In an interview Friday with Brookings Institution analyst Michael O’Hanlon, Mark Esper said the withdrawal deal negotiated with the Taliban a year ago was always contingent on conditions that the Taliban clearly have not met.
“We implemented our side of it in good faith, but it’s fair to say the Taliban have not,” Esper said, noting the Taliban have not delivered on any of their key promises, namely a reduction in violence, good faith negotiations with the Afghan government, and a full break with al Qaeda.
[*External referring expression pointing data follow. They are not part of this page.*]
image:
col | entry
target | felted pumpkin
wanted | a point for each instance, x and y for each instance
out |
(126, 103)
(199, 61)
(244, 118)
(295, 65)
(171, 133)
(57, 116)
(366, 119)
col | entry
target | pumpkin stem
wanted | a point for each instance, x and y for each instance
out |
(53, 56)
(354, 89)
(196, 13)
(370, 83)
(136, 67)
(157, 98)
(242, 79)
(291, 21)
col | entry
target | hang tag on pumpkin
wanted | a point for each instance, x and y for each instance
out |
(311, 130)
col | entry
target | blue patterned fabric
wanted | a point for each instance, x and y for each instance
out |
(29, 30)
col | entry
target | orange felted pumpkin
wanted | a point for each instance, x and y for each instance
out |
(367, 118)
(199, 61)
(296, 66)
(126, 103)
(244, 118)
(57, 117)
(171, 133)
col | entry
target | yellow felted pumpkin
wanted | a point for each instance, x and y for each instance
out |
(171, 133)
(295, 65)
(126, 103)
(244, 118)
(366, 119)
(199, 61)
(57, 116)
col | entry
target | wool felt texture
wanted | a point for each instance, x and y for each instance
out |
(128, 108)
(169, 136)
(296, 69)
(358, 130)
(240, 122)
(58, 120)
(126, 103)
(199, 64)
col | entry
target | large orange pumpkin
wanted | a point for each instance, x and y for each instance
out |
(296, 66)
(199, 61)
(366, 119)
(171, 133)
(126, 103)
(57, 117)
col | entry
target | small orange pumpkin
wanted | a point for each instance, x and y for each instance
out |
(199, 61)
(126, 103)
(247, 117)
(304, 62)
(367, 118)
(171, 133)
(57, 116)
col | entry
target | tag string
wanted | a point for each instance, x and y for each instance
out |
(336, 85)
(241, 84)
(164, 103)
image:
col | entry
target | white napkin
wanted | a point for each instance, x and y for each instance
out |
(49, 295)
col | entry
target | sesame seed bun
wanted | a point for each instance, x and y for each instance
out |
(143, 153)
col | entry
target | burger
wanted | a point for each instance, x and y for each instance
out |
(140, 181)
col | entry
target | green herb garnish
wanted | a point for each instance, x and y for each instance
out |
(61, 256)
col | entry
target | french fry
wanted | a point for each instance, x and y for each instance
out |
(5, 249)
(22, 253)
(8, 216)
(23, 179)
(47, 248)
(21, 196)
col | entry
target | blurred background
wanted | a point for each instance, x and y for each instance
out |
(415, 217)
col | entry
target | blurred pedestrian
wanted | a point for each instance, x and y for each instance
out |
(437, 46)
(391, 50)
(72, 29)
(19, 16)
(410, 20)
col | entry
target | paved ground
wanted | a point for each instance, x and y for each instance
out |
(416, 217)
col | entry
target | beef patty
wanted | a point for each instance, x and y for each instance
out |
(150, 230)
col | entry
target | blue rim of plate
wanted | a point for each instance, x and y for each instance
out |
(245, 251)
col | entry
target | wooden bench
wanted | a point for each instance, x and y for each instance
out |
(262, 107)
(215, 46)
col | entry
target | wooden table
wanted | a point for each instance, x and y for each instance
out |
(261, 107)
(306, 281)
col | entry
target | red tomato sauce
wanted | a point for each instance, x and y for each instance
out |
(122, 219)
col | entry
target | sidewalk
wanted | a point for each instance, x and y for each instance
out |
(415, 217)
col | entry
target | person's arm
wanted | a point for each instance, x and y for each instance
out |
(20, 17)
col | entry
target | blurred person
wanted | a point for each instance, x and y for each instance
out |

Esper said he would have opposed Trump’s post-election order to reduce U.S. troop strength in Afghanistan to 2,500, which he says has effectively undercut any leverage the U.S. had over the Taliban. “I made this clear when I was in the administration at the end, I thought we should hold it 4,500 until the conditions on the ground were met.”
Trump has put Biden in a tough spot, Esper says. “We have to make sure that again, Afghanistan doesn’t become a safe haven for terrorism. And I say that as somebody who wants to get out of there as badly as anyone else.”
In the meantime, Robert Gates, who resisted sending more troops to Afghanistan, argued the “least bad option’ is for the U.S. to stay until the Taliban get the message that the U.S. won’t leave until they get serious about peace.
“My view is that I think the steps the president has taken in terms of hinting that we might not pull the rest of our troops out on the first of May is exactly right. I think that we do need to take into consideration the possibility of having a presence in Afghanistan at roughly the current level, or maybe even slightly more, along with our NATO allies,” said Gates in an interview with Washington Post columnist David Ignatius.